Young Ladies Don’t Slay Dragons
by Joyce Hovelsrud
A dragon with exceedingly evil intentions was plaguing the Palace of Hexagon. Night and day he lurked about the courtyard walls, belching fire and smoke, and roaring in a most terrible fashion. Things looked bad for the royal household.
“Mercy,” said the queen.
“Dear me,” said the king. “One of these days he’ll get a royal blaze going, and when he does–poof! That’ll be it.”
“Well, what are you going to do about it?” asked the queen sharply. “I mean, you can’t just sit there counting out your money and ignoring the problem.”
“I have asked every brave man in the kingdom to slay the dragon,” said the king. “They all said they had more important things to do.”
“Nonsense,” said the queen with a breathy sign. “What could be more important than saving the palace from a monstrous dragon? Perhaps you should offer a reward.”

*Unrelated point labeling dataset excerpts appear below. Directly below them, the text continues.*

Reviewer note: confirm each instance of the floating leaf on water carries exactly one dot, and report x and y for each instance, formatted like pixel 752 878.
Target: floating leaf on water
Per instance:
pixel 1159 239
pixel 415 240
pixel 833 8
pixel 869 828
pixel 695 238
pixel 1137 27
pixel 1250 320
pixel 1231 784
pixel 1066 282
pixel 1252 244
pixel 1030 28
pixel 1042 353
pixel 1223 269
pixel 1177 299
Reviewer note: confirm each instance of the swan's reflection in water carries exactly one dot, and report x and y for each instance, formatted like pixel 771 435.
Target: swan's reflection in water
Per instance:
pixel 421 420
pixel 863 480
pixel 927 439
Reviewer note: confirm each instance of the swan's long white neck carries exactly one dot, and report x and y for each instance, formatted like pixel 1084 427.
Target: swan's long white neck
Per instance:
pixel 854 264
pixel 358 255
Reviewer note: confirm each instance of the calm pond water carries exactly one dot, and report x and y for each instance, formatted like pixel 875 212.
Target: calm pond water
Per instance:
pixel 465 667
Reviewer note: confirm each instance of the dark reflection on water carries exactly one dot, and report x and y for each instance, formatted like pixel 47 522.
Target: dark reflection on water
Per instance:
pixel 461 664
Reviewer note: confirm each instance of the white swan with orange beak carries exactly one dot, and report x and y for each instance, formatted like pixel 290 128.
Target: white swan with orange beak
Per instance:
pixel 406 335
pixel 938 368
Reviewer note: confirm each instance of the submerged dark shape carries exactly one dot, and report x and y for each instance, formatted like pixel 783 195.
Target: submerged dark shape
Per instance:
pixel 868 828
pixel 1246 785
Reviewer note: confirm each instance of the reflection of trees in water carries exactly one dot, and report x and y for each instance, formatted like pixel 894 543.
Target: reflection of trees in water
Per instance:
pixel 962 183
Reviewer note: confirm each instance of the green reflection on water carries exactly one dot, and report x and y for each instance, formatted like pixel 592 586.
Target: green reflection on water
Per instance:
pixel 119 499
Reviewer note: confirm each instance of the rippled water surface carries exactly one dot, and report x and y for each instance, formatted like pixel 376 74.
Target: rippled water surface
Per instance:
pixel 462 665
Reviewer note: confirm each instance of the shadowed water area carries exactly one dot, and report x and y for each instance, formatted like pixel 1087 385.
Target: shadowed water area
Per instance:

“I have offered a reward,” said the king. “No one seems interested.”
“Well, then, offer something of value to go with it,” said the queen. And with that, she slammed the honey jar on the table and stomped out of the room.
“I’ll slay the dragon,” said the Princess Penelope, jumping from behind an antique suit of armor. There, she had just happened to be listening to the conversation while oiling a rusty joint.
The king blinked his eyes twice–once with shock because he was taken by surprise, and once with pride because he was taken by his daughter’s dazzling beauty. “You can’t slay a dragon,” he said. “Why don’t you go knit a vest for the palace poodle or something?”
The princess flexed the arm of the ancient armor. “See? No more clink.” She smiled.
“No more clink,” said the king vacantly.
“And I just fixed the drawbridge, too,” said the princess. “You won’t have to worry about the clank anymore.”
“Clink, clank, clunk,” said the king. “I have more important worries anyway.”
“I know,” said Penelope. “The dragon. I said I’d slay him for you.”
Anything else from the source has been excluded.